Tom Anderson was a short and scrappy Scots-Irishman, so Penn would probably be more appropriate than Pesci, who seems too New York Italian. Liam Neeson would probably be good. But if they asked me (and they wouldn’t), I’d vote for Daniel Day-Lewis.

When you are researching your work, is there a moment when a relatively obscure character leaps out at you and you know they're going to be a big part of the story?

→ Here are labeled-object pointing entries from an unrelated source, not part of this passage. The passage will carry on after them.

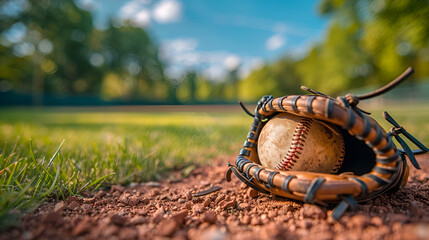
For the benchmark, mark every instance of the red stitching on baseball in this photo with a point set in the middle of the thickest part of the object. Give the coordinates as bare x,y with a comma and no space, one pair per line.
298,140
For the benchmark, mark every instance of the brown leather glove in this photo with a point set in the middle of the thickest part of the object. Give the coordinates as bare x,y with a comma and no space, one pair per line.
372,164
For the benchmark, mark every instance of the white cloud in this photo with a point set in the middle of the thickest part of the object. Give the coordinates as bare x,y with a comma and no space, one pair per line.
182,54
215,71
275,42
167,11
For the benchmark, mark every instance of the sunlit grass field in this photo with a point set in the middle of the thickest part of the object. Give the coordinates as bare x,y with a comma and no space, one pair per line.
57,152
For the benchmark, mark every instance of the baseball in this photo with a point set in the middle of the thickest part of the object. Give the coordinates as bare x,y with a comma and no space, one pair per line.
289,142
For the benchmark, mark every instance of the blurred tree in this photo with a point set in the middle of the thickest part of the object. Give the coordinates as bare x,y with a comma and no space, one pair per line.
56,36
69,56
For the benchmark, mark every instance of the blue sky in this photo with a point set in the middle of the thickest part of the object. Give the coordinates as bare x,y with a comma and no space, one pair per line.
216,36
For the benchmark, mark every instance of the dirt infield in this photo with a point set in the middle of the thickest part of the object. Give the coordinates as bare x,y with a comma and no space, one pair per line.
170,209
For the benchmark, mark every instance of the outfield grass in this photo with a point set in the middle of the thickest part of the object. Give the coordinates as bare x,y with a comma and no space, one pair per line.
103,147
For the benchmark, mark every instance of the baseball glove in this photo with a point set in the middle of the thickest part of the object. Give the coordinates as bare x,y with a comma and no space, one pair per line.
372,163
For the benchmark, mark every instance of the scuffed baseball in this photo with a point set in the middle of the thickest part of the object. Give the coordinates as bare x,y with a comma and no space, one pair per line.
289,142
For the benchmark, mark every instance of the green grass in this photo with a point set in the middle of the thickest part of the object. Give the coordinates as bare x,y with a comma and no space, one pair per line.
54,152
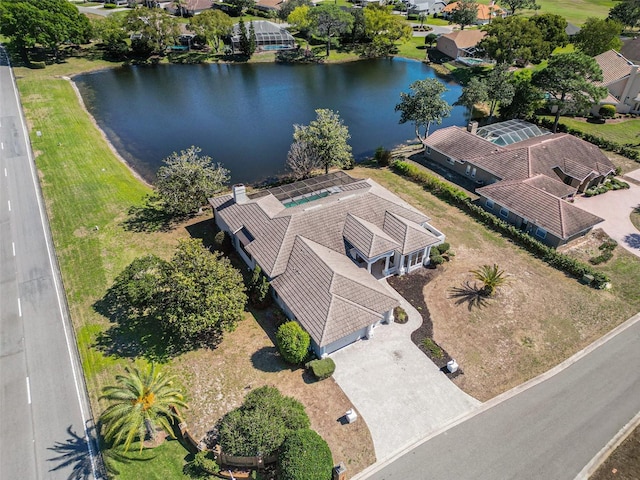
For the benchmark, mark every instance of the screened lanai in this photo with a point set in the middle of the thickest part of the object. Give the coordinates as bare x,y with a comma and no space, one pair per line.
511,131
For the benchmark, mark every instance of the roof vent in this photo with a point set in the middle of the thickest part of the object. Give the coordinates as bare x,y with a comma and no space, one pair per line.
239,193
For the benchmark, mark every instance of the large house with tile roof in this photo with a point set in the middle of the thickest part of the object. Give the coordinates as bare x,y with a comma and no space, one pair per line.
622,79
529,183
323,243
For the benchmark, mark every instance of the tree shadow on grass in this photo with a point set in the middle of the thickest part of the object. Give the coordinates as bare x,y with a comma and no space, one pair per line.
151,216
73,453
472,295
131,335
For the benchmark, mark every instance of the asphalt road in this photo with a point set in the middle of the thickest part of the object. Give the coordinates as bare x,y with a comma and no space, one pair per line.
549,431
44,413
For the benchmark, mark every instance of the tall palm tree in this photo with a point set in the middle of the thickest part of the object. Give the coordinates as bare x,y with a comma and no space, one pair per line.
491,277
141,401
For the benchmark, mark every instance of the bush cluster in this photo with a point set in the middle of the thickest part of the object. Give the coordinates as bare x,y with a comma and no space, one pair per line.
459,198
322,368
614,147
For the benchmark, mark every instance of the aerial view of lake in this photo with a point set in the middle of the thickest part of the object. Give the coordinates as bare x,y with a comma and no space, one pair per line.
243,115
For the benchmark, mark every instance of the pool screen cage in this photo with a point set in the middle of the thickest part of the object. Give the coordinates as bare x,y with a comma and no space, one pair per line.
269,36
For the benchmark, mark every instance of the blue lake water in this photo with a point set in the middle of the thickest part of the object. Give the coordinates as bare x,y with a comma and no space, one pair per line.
243,115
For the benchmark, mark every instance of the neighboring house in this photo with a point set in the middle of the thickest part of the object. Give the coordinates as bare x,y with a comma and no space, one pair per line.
529,174
622,79
323,243
426,7
461,43
188,8
269,36
485,12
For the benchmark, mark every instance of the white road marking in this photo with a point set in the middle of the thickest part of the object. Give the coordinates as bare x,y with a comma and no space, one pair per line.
28,391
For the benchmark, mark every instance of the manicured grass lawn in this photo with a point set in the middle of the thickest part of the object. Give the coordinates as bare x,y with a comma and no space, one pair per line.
625,131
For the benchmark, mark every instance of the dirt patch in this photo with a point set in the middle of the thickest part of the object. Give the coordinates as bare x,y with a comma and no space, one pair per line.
624,462
219,379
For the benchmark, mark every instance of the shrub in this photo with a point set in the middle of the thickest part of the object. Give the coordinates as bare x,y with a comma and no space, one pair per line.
607,111
305,455
382,157
261,423
293,342
322,368
457,197
400,315
222,242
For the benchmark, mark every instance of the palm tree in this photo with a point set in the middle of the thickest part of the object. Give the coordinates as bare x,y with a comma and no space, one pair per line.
141,401
491,277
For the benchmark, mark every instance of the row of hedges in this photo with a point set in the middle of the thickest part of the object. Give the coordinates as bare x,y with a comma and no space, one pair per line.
603,143
455,196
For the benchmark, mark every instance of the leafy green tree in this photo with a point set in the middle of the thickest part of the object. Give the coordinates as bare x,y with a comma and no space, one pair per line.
203,296
465,14
514,38
568,80
293,342
327,137
423,106
384,29
513,5
212,25
49,23
473,93
527,98
500,90
141,401
491,277
157,28
627,12
597,36
305,455
112,35
187,179
553,28
261,423
329,20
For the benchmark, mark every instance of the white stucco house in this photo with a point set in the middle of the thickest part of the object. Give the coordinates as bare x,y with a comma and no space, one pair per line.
323,243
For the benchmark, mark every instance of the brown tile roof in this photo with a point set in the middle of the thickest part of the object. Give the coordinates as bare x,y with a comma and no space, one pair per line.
460,144
614,66
466,38
328,294
321,220
485,12
539,207
367,237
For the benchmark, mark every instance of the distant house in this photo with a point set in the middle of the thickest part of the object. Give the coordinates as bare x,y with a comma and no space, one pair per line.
188,8
461,43
323,243
485,12
269,37
426,7
622,79
525,175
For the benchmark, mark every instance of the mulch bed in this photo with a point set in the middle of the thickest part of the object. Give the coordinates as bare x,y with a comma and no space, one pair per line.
411,287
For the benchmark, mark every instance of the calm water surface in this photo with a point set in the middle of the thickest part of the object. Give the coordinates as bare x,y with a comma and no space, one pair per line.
243,115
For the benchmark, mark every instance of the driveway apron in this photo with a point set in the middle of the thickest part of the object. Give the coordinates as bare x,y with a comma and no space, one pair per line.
399,392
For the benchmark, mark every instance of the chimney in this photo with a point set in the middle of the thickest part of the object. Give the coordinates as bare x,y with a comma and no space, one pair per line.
239,193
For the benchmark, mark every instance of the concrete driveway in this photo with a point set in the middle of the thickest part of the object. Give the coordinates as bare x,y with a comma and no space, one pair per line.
401,394
615,207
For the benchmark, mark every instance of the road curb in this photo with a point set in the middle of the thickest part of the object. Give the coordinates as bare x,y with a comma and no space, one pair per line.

One character who played a larger role than I expected was Anna Deubler, the niece of the famous brothel madam Josie Arlington (whose real name was Mary Deubler). Josie hated her life as a madam and yearned for middle-class respectability, but she and her longtime paramour, Tom Brady, liked the money that sex work brought in. So Josie projected all of her social aspirations onto her beloved niece. Thanks to the Storyville profits earned by her aunt, young Anna was able to live a privileged life in a big white mansion in an upscale part of town — all the while being kept totally ignorant of the fact that her Aunt Mary was the notorious Josie Arlington of Storyville. And, incredible as it seems, the girl lived in this blissful ignorance until her late 20s, when her aunt revealed her true identity in a fit of delirium during her final illness. Anna was totally scandalized, of course, but she, too, ended up liking the money too much to give it up. Ultimately, after Josie/Mary died, Anna even married the man she always thought was her Uncle Tom in order to keep the Deubler estate intact. Now THAT’s the kind of story you’d never believe if you had found it in a novel.

[Photo of Gary Krist copyright © Bob Krist.]

Michael Causey, a past president of Washington Independent Writers, lived in New Orleans and attended Tulane University. He missed Storyville by a few decades.